身邊傳來風聲,張無易下意識趴下,一把刀從他的頭頂掠過,張無易反手一刀插出,正中砍他的清兵的小腹,那名清兵慘叫一聲,慢慢倒下地面。
張無易這一刀可說是下意識劈出,他都不知道爲什麼自己會這樣插出一刀,應該是以前那個張無易的條件反射吧。
張無易在地上滾動一圈,讓過一名清兵的大刀,瞟了一眼四周,四周的拼殺還在進行,只是虎威鏢局一方已經處於下風,他很想逃跑,但這時先前那名清兵再次衝過來,手中大刀朝著他劈來,無奈下,他只得出刀招架。
張無易先前很不習慣,幾乎都是靠條件反射抵擋清兵的進攻,不過,隨著時間推移,他總算適應了這具身體,這具身體練過武,體質很強壯,實力還在那名清兵之上,最重要的則是,在後世,張無易也是一位武術愛好者,在大學裡就是國術隊的成員,還練了跆拳、空手道等武功,也算是一個小高手,現在與這個世界的張無易相結合,實力立即猛漲。
雙方交手十多招後,張無易大吼一聲,一刀把那名清兵的大刀砍飛,然後橫刀砍出,刀過之後,清兵的腦袋飛了出去,脖子的斷口處噴出一尺多高的鮮血,就像擠牙膏一般噴啊噴。
“唔。
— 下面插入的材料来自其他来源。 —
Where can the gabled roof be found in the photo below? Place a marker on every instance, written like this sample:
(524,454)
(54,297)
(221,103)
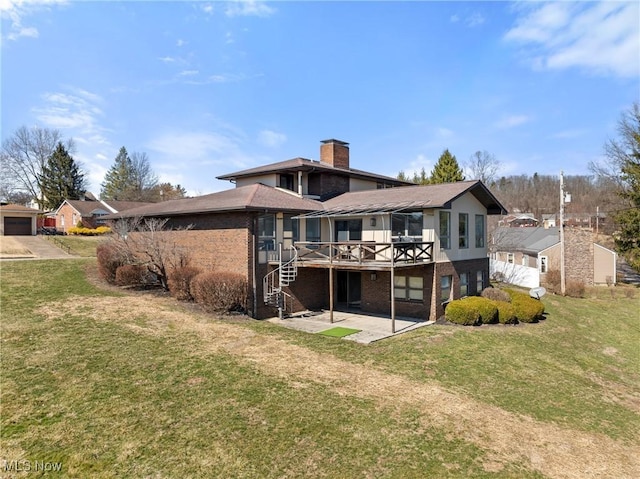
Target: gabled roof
(303,164)
(256,197)
(415,197)
(527,240)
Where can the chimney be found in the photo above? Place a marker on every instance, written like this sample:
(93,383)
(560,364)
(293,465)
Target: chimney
(335,153)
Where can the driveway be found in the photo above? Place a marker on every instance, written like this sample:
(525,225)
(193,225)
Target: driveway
(29,247)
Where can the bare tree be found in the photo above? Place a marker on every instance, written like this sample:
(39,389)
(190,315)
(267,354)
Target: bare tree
(23,157)
(148,242)
(482,166)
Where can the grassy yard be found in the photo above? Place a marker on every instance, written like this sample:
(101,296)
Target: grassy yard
(114,385)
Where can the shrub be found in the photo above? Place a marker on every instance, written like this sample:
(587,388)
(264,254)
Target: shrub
(220,292)
(132,275)
(459,312)
(506,313)
(575,289)
(496,294)
(181,281)
(109,259)
(528,310)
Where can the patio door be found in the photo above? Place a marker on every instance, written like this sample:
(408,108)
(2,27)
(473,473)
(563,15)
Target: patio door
(349,289)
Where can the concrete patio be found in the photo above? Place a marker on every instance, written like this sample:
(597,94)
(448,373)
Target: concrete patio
(372,328)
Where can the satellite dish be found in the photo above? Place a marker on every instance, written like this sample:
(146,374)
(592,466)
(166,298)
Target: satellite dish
(537,292)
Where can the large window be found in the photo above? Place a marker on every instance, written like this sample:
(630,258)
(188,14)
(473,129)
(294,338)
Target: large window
(291,228)
(410,288)
(407,227)
(464,284)
(463,230)
(267,233)
(479,231)
(312,229)
(445,230)
(445,287)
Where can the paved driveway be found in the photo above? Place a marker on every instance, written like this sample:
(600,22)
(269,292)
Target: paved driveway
(29,247)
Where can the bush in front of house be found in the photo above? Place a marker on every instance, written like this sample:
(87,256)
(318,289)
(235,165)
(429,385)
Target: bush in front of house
(506,313)
(220,292)
(133,275)
(496,294)
(460,312)
(82,231)
(181,282)
(528,309)
(110,258)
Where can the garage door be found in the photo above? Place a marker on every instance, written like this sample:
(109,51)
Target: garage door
(17,226)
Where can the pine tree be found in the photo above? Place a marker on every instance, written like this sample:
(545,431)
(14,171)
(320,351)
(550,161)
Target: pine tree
(61,178)
(446,169)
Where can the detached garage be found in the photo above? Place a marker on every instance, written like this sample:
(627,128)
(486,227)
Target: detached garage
(18,220)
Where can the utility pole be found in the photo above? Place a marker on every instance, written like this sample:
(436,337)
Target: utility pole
(562,272)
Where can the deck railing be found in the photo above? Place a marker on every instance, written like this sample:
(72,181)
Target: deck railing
(364,252)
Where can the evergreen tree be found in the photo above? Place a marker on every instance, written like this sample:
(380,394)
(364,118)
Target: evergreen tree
(446,169)
(119,181)
(61,178)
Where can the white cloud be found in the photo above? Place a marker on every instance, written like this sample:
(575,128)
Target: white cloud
(17,10)
(259,8)
(512,121)
(271,139)
(602,38)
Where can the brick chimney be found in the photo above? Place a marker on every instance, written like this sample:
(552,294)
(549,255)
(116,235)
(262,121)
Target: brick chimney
(335,153)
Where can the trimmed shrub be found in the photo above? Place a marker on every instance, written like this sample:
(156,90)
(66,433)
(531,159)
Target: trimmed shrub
(496,294)
(220,292)
(132,275)
(459,312)
(180,282)
(528,310)
(110,258)
(506,313)
(575,289)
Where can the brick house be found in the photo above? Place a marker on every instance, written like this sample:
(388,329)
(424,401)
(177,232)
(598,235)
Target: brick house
(88,211)
(525,256)
(312,235)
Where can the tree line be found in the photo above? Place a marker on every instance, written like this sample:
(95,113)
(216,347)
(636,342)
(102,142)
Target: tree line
(37,164)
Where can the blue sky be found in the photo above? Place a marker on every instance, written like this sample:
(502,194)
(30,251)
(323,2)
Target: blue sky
(208,88)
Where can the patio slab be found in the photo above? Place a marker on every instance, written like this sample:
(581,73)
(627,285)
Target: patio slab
(372,328)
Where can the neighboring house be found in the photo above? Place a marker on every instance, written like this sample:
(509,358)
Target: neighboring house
(18,220)
(524,256)
(310,234)
(89,211)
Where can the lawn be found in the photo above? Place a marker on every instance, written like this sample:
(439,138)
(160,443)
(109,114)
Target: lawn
(115,385)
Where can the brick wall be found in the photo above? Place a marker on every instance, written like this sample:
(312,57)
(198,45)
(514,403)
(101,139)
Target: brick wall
(578,255)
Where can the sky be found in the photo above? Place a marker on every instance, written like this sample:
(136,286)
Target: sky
(210,88)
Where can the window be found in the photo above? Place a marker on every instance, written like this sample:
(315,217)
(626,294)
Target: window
(409,288)
(291,228)
(407,226)
(543,264)
(267,233)
(463,230)
(312,229)
(464,284)
(445,287)
(445,230)
(479,281)
(479,231)
(286,181)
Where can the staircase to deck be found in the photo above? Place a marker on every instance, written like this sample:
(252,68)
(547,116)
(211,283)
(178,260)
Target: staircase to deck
(282,276)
”張無易只感到胃子翻騰不已,想吐卻吐不出來,這種感覺很難受,他來自和平社會,不說殺人,就是雞都沒有殺過,哪想得到某一天會一刀把人的腦袋砍掉,不過,幸好這具身體是之前的張無易的,應該殺過人,適應力很強,所以,他只是精神上想吐,但身體卻能適應。
“殺!”又一名清兵一槍刺來。
張無易的身體一側,一刀格出,長槍從他的肩膀上刺過,張無易大吼一聲,身體撲過去,一肘頂在那名清兵的胸膛上,打得他倒飛出去。他看向四周,虎威鏢局這一方的情況很好,被清兵壓著打,數十名家屬躲在山坡上,在十多個青壯的幫助下,堪堪擋著數十名清兵的進攻,不過,卻不能長久。
張無易並沒有急著衝上去撕殺,而是觀察整個戰場,這裡是一個山道口,撕殺大部份位於道路上,道路並不寬,也就兩三米,是土路,因爲人很少走動,路面上依稀長著草,兩邊有一段草地,一邊是山坡,另一邊則是樹林。